Today I want to talk about the numerous myths and cliché that are corrupting the field of language learning. These concepts are true not only for the French language, but for any other language.

Persistent and completely wrong clichés

Personally, I think it’s a shame that so many people give up on learning languages, not because they get discouraged, but because they have these clichés that paralyze them stuck inside their mind.

Hence, it’s necessary to drive the point home once again and to put an end to these clichés that are still too widespread. This will enable you to see things more clearly and to start your learning with more confidence.

Sifting through 7 clichés about languages

1st cliché – You must be talented to learn languages

“Yes, but you are talented. I suck at languages!”

Some people seem to have this genius ability with foreign languages and they are able to learn more than five, six, seven languages, at a very young age. Maybe they have some gift or an inner facility for languages. Well, I just have one thing to say regarding their situation, without sarcasm: all the better for them.

On your side, please don’t focus on what other people do but concentrate on your own work. If some of us might have some advantages, conversely, no one suck at languages. And don’t tell me that as an American, or British, or whatever, you suffer from a natural and irreversible disadvantage. There are no “curse” on any country of this world and the people living in it for languages. The poor level of languages in your country come from other sources which I have already talked about.

2nd cliché – Knowing English is enough

“Everyone speaks English! Why should I bother learning another language?”

English is the third most spoken language in the world if you count the number of native speakers, after Chinese Mandarin and Spanish. It’s also the most learned language on Earth, with a huge economic and cultural power. English can only be useful, but to content oneself only with English would be a mistake for me.

Once you get out of the Anglo-Saxon world and of the big cities of North America and Western Europe, it won’t take long for your English to prove its limits. Some other languages will then be much more useful, including French, but also Spanish, Russian, Chinese Mandarin…

3rd cliché – After a certain age, it’s mission impossible

“Languages should be taught at kinder garden. It’s too late afterwards!”

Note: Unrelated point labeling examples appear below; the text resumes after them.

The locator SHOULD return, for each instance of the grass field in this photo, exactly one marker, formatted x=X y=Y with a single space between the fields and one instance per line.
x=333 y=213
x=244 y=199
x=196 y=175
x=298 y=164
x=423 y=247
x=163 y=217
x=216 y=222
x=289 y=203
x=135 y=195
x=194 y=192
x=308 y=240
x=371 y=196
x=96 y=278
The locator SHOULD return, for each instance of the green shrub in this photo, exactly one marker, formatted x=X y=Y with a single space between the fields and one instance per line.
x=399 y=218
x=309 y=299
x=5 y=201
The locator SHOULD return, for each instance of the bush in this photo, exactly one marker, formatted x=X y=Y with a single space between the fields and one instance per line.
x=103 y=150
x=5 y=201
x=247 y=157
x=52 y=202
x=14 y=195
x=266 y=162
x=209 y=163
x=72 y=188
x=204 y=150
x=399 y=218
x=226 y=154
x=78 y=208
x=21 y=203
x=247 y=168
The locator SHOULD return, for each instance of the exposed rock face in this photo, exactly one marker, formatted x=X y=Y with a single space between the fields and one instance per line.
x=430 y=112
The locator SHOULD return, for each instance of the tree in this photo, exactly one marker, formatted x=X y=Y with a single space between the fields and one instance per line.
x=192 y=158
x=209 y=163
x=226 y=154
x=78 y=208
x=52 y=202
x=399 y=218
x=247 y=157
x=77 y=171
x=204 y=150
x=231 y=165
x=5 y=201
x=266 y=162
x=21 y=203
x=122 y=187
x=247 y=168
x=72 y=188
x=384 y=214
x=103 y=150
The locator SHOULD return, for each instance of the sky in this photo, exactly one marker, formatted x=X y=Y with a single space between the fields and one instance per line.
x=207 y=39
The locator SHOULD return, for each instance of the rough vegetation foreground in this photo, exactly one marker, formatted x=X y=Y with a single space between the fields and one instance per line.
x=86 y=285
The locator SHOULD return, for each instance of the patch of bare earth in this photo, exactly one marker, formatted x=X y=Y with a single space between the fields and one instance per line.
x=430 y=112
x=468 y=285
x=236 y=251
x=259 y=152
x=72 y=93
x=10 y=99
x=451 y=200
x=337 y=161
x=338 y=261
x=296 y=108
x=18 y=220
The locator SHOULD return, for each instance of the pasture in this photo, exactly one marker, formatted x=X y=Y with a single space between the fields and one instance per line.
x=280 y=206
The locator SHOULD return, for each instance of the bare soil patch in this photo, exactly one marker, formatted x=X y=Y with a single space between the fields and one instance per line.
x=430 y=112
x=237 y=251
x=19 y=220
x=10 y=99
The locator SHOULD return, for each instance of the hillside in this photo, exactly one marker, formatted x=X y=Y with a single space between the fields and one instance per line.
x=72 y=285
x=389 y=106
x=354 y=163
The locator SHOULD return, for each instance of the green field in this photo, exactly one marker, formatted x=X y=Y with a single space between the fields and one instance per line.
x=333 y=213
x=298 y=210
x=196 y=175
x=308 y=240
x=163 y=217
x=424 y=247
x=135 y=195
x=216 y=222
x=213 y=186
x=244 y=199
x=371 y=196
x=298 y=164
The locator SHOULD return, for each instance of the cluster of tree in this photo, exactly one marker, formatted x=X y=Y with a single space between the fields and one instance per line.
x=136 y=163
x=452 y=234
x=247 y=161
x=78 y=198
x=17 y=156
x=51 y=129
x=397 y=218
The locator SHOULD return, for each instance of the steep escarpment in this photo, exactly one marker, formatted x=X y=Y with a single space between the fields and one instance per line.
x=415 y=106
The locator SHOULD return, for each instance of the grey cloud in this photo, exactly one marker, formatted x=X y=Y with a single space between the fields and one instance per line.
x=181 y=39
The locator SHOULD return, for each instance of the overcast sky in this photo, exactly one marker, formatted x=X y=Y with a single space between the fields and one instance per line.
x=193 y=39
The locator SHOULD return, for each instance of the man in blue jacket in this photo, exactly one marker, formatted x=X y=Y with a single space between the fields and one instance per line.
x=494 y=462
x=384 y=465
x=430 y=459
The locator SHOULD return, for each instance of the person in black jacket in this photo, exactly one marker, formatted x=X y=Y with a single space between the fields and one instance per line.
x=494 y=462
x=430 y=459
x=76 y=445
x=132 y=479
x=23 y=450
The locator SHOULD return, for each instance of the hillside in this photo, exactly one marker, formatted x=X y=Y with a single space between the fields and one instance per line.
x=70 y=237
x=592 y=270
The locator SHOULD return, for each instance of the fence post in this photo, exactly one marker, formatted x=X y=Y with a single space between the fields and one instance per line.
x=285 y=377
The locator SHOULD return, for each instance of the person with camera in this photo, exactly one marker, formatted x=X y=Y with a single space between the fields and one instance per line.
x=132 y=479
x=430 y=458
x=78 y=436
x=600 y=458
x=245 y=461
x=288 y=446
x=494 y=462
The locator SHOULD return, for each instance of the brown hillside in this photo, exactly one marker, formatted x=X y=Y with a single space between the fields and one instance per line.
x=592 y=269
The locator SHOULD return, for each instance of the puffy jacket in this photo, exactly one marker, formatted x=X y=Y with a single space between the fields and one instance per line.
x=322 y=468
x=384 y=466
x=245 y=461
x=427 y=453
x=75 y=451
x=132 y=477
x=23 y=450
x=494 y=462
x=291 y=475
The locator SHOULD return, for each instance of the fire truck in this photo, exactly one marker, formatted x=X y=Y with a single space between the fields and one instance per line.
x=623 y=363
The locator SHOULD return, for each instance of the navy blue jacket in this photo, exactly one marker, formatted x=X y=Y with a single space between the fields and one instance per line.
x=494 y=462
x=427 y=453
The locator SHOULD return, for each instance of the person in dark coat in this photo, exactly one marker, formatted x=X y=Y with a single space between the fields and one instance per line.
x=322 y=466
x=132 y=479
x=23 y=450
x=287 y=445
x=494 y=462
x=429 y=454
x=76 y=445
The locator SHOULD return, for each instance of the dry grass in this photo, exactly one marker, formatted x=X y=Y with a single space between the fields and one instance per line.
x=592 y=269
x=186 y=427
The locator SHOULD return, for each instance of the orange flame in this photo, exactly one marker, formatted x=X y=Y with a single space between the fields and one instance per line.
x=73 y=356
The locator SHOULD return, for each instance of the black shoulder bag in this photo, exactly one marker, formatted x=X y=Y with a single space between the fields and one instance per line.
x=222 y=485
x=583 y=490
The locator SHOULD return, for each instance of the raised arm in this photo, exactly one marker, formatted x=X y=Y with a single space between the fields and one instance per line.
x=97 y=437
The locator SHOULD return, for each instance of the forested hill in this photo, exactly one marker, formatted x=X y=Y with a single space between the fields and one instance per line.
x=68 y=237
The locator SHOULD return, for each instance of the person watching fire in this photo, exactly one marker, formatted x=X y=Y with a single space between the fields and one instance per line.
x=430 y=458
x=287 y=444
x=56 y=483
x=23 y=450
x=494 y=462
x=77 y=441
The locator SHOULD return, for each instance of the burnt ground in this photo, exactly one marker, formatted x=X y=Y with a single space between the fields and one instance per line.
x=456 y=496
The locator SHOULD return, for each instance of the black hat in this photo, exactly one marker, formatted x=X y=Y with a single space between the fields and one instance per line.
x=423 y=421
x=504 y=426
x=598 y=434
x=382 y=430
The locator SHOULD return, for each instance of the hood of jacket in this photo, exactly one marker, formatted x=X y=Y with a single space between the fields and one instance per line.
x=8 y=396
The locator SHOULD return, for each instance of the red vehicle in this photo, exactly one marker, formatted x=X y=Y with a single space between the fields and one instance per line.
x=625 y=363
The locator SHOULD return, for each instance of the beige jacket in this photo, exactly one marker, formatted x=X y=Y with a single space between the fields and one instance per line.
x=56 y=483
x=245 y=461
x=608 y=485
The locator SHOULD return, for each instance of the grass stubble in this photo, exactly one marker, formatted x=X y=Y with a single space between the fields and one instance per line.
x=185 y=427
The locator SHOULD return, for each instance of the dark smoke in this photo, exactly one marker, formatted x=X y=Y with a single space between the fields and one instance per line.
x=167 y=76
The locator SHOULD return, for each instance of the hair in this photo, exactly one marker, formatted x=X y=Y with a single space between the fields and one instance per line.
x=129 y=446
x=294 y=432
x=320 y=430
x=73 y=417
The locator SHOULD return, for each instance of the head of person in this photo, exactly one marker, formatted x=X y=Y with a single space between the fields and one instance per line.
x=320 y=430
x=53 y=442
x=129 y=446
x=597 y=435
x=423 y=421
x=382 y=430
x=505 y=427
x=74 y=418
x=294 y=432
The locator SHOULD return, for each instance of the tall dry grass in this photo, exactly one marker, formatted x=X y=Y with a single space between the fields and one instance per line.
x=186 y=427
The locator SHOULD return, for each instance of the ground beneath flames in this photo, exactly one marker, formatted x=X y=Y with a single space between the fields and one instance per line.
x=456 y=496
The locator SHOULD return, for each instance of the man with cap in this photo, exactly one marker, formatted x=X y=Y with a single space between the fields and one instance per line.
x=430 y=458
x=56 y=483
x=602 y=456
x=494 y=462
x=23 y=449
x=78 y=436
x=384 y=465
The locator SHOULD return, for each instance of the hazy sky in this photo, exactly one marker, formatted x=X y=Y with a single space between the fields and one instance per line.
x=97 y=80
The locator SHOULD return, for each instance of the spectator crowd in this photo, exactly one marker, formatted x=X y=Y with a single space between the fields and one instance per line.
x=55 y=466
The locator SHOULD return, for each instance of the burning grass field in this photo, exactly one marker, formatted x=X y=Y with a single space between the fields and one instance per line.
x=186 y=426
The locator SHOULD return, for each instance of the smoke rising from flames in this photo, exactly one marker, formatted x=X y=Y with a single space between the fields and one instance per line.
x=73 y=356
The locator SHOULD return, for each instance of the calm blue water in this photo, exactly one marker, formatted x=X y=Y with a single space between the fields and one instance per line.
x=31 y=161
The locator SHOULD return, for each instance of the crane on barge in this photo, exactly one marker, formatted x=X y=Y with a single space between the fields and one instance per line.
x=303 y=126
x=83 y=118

As an adult or a teenager, you have learning capacities that go far beyond those of children; thus you are able to learn new languages until a very advanced age, and more and more easily.

However I would recommend to be careful if you want to learn a language with exotic sounds, such as Chinese Mandarin. During our childhood, our ears get used to the sounds of our native language and “shut themselves” to those they don’t need. Thus, we struggle to perceive some foreign sounds properly, and it becomes necessary to re-educate our ears with native speakers of the language.

In fact, French could be considered “exotic” for many people in the world, including English speakers, since there are many sounds in French that doesn’t exist in English. But anyway, don’t panic, your age won’t represent an obstacle for this re-education at all.

4th cliché – Complete immersion in the country, otherwise forget about it

“The only way to learn a language efficiently, it’s to go for several months in the country to be in immersion.”


I’m going to make enemies among language holiday organizers, but it’s not necessary to go to a country to learn its language. I would even add that it’s possible to reach an advanced level without ever putting one foot in this country. Obviously, it’s neither the most practical option, nor the most motivating.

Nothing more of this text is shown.